Existen reportes de que la administración de Donald Trump ha planteado un escenario de «rendición o colapso». La demanda no es solo un cambio de política, sino el abandono del poder por parte de la familia Castro y los generales de la «vieja guardia».

  • Una transición que evite una intervención militar o un caos civil total.
  • Si no aceptan la salida, EE. UU. procedería con el encausamiento federal de las figuras clave por crímenes que no prescriben.

A esto se le ha llamado El ultimátum

El verdadero terror de la cúpula es el encausamiento federal. EE. UU. tiene listas las órdenes de captura contra Raúl Castro y sus generales por el asesinato premeditado de los pilotos de Hermanos al Rescate en 1996. Con pruebas desclasificadas y grabaciones directas, el gobierno ya no enfrenta una sanción política, sino una condena criminal que no prescribe.

El derribo de las avionetas de Hermanos al Rescate (febrero de 1996) es el «as bajo la manga» legal de EE. UU.

Recientemente han resurgido grabaciones interceptadas por el FBI donde se escucha a Raúl Castro dar la orden directa del derribo en aguas internacionales.

A diferencia de otros delitos políticos, este es un caso de asesinato de ciudadanos estadounidenses, lo que permitiría a la justicia de EE. UU. solicitar órdenes de captura internacionales, dejando a la cúpula sin ningún lugar seguro fuera de la isla, salvo quizás Rusia o China.

Si el arresto ocurre bajo cargos por el derribo de las avionetas de Hermanos al Rescate, el impacto jurídico sería masivo.

Validaría la capacidad de las cortes de EE. UU. (o de un tribunal internacional) para juzgar a un exjefe de Estado por actos cometidos fuera de su territorio contra ciudadanos extranjeros.

El juicio obligaría a definir jurídicamente si el derribo fue un «acto de defensa de soberanía» (como alega La Habana) o un asesinato premeditado en aguas internacionales. Una condena invalidaría la doctrina de defensa aérea que las dictaduras usan para justificar ataques a civiles.
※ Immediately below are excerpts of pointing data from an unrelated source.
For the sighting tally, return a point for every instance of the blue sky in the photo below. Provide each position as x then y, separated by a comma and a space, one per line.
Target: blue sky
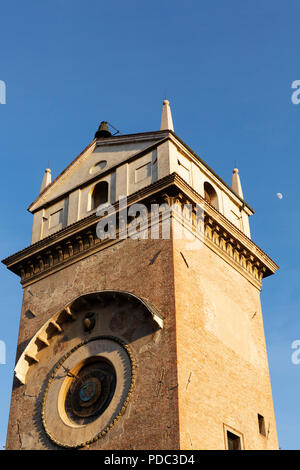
227, 69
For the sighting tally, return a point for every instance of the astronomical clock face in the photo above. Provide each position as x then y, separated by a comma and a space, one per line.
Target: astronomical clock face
88, 391
81, 367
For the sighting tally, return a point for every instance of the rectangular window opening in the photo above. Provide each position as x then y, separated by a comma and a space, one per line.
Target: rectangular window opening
233, 441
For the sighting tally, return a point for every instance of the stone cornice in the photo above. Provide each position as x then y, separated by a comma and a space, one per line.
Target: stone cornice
79, 240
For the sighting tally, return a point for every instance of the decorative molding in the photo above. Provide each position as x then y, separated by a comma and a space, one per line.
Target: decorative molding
79, 240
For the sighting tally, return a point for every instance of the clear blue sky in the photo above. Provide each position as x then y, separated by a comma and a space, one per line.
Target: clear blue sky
227, 69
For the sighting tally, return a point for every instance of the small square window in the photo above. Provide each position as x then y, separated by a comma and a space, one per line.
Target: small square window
261, 424
233, 441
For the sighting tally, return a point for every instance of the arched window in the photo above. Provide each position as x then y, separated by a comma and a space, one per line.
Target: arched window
99, 194
210, 195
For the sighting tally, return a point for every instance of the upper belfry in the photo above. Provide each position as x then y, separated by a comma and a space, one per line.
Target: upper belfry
126, 164
151, 336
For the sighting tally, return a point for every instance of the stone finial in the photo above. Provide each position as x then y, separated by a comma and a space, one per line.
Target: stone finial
46, 179
166, 117
236, 183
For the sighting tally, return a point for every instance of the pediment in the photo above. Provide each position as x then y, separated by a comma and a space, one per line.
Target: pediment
98, 157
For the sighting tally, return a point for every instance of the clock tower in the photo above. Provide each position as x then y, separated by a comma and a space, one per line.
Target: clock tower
141, 323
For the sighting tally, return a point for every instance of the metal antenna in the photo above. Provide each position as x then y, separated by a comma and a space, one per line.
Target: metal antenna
117, 131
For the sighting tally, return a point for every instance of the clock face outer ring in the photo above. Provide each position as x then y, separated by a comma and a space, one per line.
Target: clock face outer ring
62, 430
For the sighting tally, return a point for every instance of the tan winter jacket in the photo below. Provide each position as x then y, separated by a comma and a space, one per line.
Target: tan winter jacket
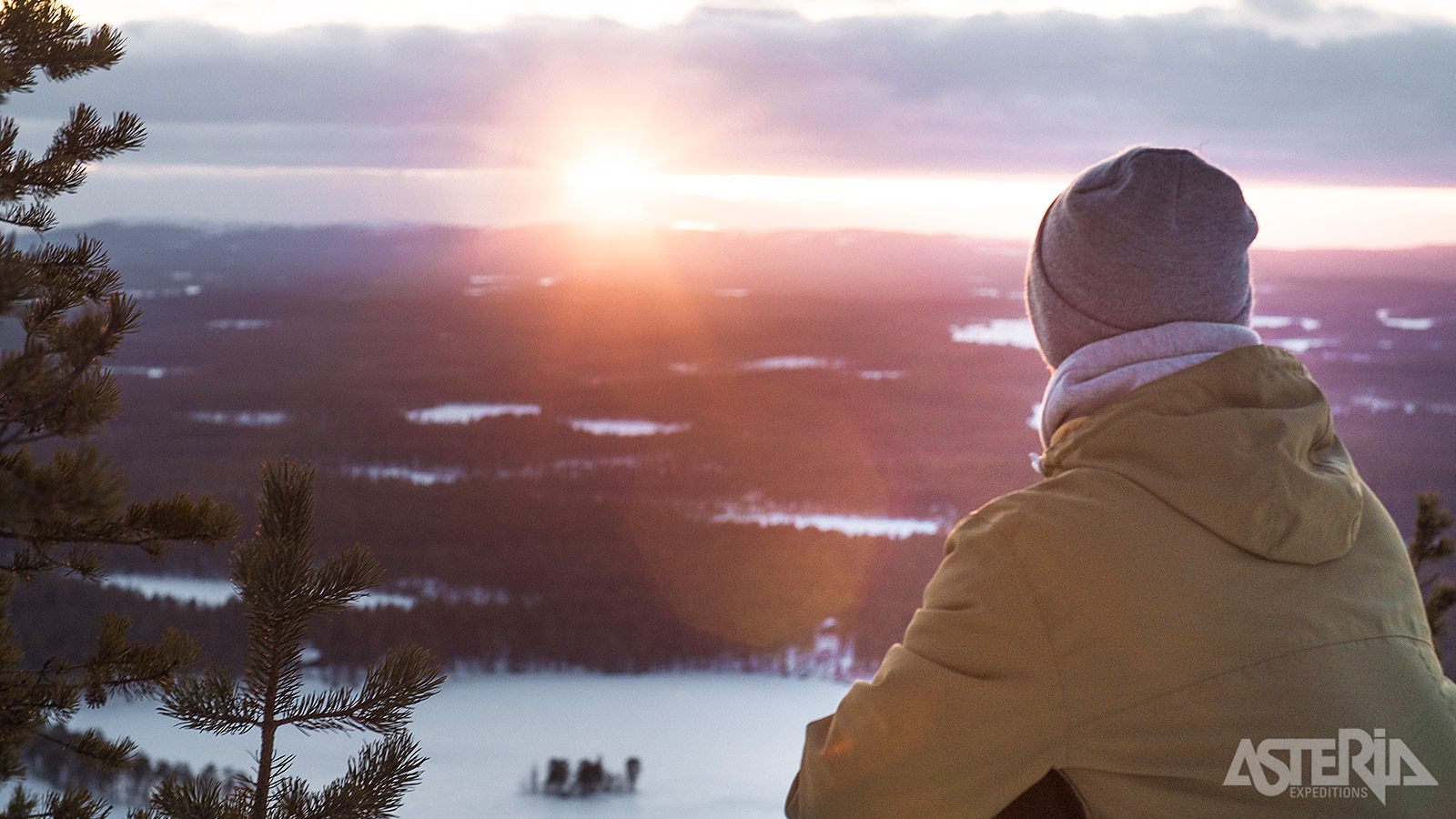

Podría ocurrir un efecto dominó en la Corte Penal Internacional (CPI). Aunque Cuba no es signataria del Estatuto de Roma, un proceso contra Raúl Castro en un tribunal de alta visibilidad (como el Distrito Sur de Florida o un tribunal especial en La Haya) presionaría a la CPI para actuar contra otros líderes regionales (como el caso de Venezuela).

Serviría de modelo para recopilar y presentar pruebas de órdenes directas (las grabaciones interceptadas del FBI), lo cual es el eslabón más difícil de probar en juicios contra dictadores.

Un juicio a Raúl Castro abriría la Caja de Pandora de la inteligencia cubana.

Bajo presión legal o en un intento de negociar penas, podrían salir a la luz archivos clasificados sobre el fusilamiento de Arnaldo Ochoa en 1989, la conexión con el Cartel de Medellín y el papel de la inteligencia cubana en operaciones de desestabilización en América Latina. Esto cambiaría los libros de historia contemporánea.

Para los aliados de Cuba (Corea del Norte, Irán, Nicaragua), ver a un Castro en el banquillo de los acusados sería de una penosa desmoralización, porque enviaría un mensaje de vulnerabilidad extrema. La captura de una figura mítica de la Guerra Fría demostraría que el apoyo de potencias como Rusia o China tiene límites cuando la presión de Washington se torna legal y operativa, y no solo política.

Para tener ideas de la magnitud de este hecho debemos entender que la supuesta captura de Raúl Castro no sería una simple acción policial; sería el Nuremberg del Caribe. El impacto principal no es la sentencia en sí, sino el mensaje de que el sistema internacional ha decidido que la soberanía de una nación no puede ser un escudo para el asesinato de civiles.

Un eventual procesamiento de Raúl Castro representaría un hito sin precedentes en la historia del derecho internacional y la justicia transicional. No sería solo el juicio a un hombre, sino el enjuiciamiento de un sistema que ha perdurado por más de seis décadas.

¿Permitirá la cúpula cubana que esto llegue hasta ahí?

Raysa White, escritora y periodista.